Citant le quotidien The Hindu , le journal La Croix signale que Rome serait en train de travailler en coulisses via le Saint-Siège, pour obtenir la libération des deux soldats arrêtés par les autorités indiennes, le 20 février, moyennant une compensation aux familles des victimes, toutes deux de religion catholique.
L’Inde semble vouloir rester ferme dans cette affaire et le secrétaire d’État italien aux Affaires étrangères n’a pas réussi à obtenir des concessions de la part des autorités indiennes concernant le possible procès des deux militaires emprisonnés.
Les deux militaires étaient embarqués sur le pétrolier italien Enrica Lexie chargé de 58 000 tonnes de pétrole brut, venant de Singapour et faisant route vers l’Égypte. Le mercredi 15 février, ils ont tiré sur deux pêcheurs âgés de 21 ans et 50 ans, dans les eaux internationales, à 64 km des côtes du Kerala (sud de l’Inde), après les avoir pris pour des pirates naviguant tout près du pétrolier.

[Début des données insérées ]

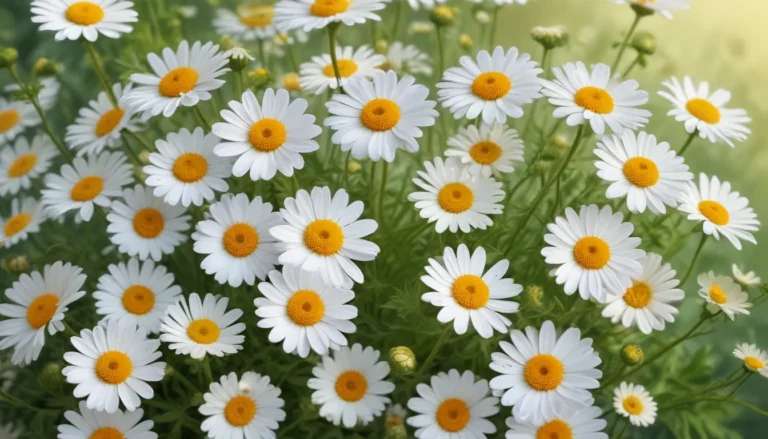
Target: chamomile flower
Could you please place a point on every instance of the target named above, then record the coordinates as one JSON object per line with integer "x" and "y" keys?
{"x": 324, "y": 234}
{"x": 496, "y": 86}
{"x": 248, "y": 407}
{"x": 39, "y": 301}
{"x": 139, "y": 292}
{"x": 594, "y": 251}
{"x": 375, "y": 118}
{"x": 266, "y": 137}
{"x": 141, "y": 224}
{"x": 595, "y": 99}
{"x": 113, "y": 364}
{"x": 318, "y": 75}
{"x": 71, "y": 19}
{"x": 488, "y": 149}
{"x": 634, "y": 402}
{"x": 304, "y": 312}
{"x": 185, "y": 170}
{"x": 649, "y": 174}
{"x": 545, "y": 376}
{"x": 203, "y": 327}
{"x": 705, "y": 113}
{"x": 349, "y": 386}
{"x": 86, "y": 182}
{"x": 721, "y": 211}
{"x": 184, "y": 77}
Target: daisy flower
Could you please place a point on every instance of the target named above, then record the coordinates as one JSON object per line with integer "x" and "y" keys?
{"x": 318, "y": 75}
{"x": 184, "y": 77}
{"x": 71, "y": 19}
{"x": 496, "y": 86}
{"x": 722, "y": 293}
{"x": 203, "y": 327}
{"x": 722, "y": 212}
{"x": 185, "y": 170}
{"x": 545, "y": 376}
{"x": 100, "y": 124}
{"x": 266, "y": 137}
{"x": 140, "y": 293}
{"x": 112, "y": 364}
{"x": 237, "y": 240}
{"x": 39, "y": 302}
{"x": 304, "y": 312}
{"x": 705, "y": 113}
{"x": 634, "y": 402}
{"x": 375, "y": 118}
{"x": 594, "y": 252}
{"x": 250, "y": 407}
{"x": 647, "y": 303}
{"x": 349, "y": 386}
{"x": 324, "y": 234}
{"x": 141, "y": 224}
{"x": 95, "y": 424}
{"x": 86, "y": 182}
{"x": 583, "y": 97}
{"x": 488, "y": 149}
{"x": 453, "y": 198}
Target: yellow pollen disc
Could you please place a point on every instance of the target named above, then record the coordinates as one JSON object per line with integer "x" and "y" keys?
{"x": 592, "y": 253}
{"x": 351, "y": 386}
{"x": 305, "y": 308}
{"x": 178, "y": 81}
{"x": 641, "y": 172}
{"x": 452, "y": 415}
{"x": 148, "y": 223}
{"x": 544, "y": 372}
{"x": 267, "y": 135}
{"x": 380, "y": 114}
{"x": 703, "y": 110}
{"x": 240, "y": 240}
{"x": 41, "y": 310}
{"x": 715, "y": 212}
{"x": 114, "y": 367}
{"x": 324, "y": 237}
{"x": 84, "y": 13}
{"x": 594, "y": 99}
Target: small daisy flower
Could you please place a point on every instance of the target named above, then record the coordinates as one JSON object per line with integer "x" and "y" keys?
{"x": 594, "y": 98}
{"x": 137, "y": 292}
{"x": 39, "y": 302}
{"x": 266, "y": 137}
{"x": 185, "y": 170}
{"x": 349, "y": 386}
{"x": 100, "y": 124}
{"x": 113, "y": 364}
{"x": 203, "y": 327}
{"x": 454, "y": 199}
{"x": 722, "y": 293}
{"x": 545, "y": 376}
{"x": 496, "y": 86}
{"x": 304, "y": 312}
{"x": 488, "y": 149}
{"x": 141, "y": 224}
{"x": 375, "y": 118}
{"x": 705, "y": 113}
{"x": 722, "y": 212}
{"x": 250, "y": 407}
{"x": 634, "y": 402}
{"x": 184, "y": 77}
{"x": 594, "y": 252}
{"x": 324, "y": 234}
{"x": 317, "y": 76}
{"x": 237, "y": 240}
{"x": 71, "y": 19}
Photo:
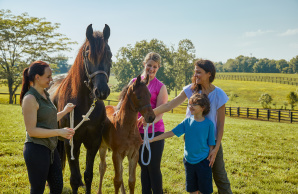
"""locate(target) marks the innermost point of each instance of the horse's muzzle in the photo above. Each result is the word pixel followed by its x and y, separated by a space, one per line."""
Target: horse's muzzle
pixel 150 119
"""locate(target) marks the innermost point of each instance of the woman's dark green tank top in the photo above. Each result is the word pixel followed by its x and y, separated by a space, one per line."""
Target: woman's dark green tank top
pixel 46 118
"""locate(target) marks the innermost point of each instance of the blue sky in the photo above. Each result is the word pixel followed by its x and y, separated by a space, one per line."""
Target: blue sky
pixel 219 29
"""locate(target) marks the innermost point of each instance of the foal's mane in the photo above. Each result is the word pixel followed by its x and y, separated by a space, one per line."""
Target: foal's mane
pixel 71 85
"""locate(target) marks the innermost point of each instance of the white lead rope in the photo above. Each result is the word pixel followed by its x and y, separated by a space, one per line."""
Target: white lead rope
pixel 85 118
pixel 147 144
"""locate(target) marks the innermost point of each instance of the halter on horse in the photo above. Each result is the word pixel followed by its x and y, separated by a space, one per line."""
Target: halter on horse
pixel 92 67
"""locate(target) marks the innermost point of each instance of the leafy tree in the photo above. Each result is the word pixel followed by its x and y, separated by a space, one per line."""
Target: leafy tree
pixel 184 62
pixel 219 66
pixel 261 66
pixel 231 65
pixel 265 99
pixel 292 99
pixel 129 63
pixel 293 64
pixel 25 39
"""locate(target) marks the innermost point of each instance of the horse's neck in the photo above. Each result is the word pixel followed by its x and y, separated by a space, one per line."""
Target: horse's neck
pixel 128 115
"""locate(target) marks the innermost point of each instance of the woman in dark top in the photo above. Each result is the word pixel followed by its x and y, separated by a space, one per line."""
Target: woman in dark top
pixel 40 117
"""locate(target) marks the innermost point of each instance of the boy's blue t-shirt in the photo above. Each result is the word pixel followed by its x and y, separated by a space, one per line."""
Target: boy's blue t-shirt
pixel 198 137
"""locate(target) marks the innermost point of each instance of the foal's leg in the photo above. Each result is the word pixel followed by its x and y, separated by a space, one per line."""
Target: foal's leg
pixel 75 174
pixel 133 161
pixel 92 149
pixel 102 165
pixel 118 179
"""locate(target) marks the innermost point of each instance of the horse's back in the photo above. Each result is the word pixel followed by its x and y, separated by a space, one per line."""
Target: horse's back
pixel 110 110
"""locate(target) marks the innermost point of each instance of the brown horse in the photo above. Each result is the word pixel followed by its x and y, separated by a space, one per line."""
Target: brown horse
pixel 121 133
pixel 87 80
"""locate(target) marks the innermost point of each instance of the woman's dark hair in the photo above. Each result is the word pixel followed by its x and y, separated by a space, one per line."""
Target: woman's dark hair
pixel 37 67
pixel 202 100
pixel 207 66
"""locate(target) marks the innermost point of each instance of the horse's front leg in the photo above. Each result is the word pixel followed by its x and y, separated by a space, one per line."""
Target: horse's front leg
pixel 75 174
pixel 118 179
pixel 92 147
pixel 133 161
pixel 102 165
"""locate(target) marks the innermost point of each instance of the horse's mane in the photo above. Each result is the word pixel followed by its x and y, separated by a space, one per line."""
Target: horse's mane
pixel 123 93
pixel 71 85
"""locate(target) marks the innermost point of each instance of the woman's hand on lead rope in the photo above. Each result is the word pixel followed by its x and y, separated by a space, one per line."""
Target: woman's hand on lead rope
pixel 141 121
pixel 115 113
pixel 66 132
pixel 69 107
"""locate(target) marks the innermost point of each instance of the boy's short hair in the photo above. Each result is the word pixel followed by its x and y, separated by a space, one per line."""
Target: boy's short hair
pixel 202 100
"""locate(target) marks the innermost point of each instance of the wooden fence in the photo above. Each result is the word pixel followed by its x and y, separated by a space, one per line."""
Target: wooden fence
pixel 280 80
pixel 263 114
pixel 242 112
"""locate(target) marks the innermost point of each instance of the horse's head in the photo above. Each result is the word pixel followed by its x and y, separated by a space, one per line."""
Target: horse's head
pixel 140 96
pixel 97 61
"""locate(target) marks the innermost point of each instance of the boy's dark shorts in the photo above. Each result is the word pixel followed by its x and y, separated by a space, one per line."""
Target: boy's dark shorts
pixel 198 176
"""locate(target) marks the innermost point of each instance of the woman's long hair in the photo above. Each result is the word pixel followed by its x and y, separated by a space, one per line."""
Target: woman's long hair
pixel 37 67
pixel 207 66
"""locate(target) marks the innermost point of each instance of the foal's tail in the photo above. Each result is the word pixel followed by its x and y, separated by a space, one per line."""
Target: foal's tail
pixel 62 153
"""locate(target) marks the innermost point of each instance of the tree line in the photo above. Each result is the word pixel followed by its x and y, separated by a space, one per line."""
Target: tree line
pixel 25 39
pixel 177 64
pixel 254 65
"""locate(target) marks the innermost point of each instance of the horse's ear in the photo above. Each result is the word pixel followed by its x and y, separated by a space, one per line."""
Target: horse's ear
pixel 106 32
pixel 89 33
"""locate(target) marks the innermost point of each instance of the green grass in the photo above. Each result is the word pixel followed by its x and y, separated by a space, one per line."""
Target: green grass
pixel 260 156
pixel 273 75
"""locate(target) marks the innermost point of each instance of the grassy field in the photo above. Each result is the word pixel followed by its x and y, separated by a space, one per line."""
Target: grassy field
pixel 273 75
pixel 261 157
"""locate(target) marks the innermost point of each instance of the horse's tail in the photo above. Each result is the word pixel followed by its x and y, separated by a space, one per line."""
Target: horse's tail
pixel 122 187
pixel 62 154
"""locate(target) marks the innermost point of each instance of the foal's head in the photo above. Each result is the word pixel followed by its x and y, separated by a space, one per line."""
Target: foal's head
pixel 139 97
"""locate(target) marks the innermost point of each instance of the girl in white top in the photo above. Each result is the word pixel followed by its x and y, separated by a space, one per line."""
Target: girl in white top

Pour le ministère italien de Défense, « l’attitude du bateau de pêche a été jugée clairement hostile, typique de celle des pirates ». De plus, le bateau indien n’aurait pas répondu aux signaux d’avertissement.
Les deux militaires ont été interpellés, après avoir quitté le pétrolier à la suite de plusieurs heures de négociations entre la police locale et des diplomates italiens, et placés en détention provisoire. Le ministère italien des Affaires étrangères a accusé la police indienne d’avoir pris des mesures « unilatérales » et « coercitives » à l’encontre des deux hommes.
L'agence de presse vaticane Fides a indiqué que le nouveau cardinal indien George Alencherry, archevêque majeur des syro-malabars, entendait jouer un rôle de médiateur. Il aurait recommandé au gouvernement du Kerala de ne pas entamer d’action précipitée. Mercredi, la même agence rapportait des propos plus prudents du cardinal, précisant que « la justice et la vérité devaient être pleinement respectées ». « S’il y a des coupables, ils doivent être punis », aurait déclaré le prélat.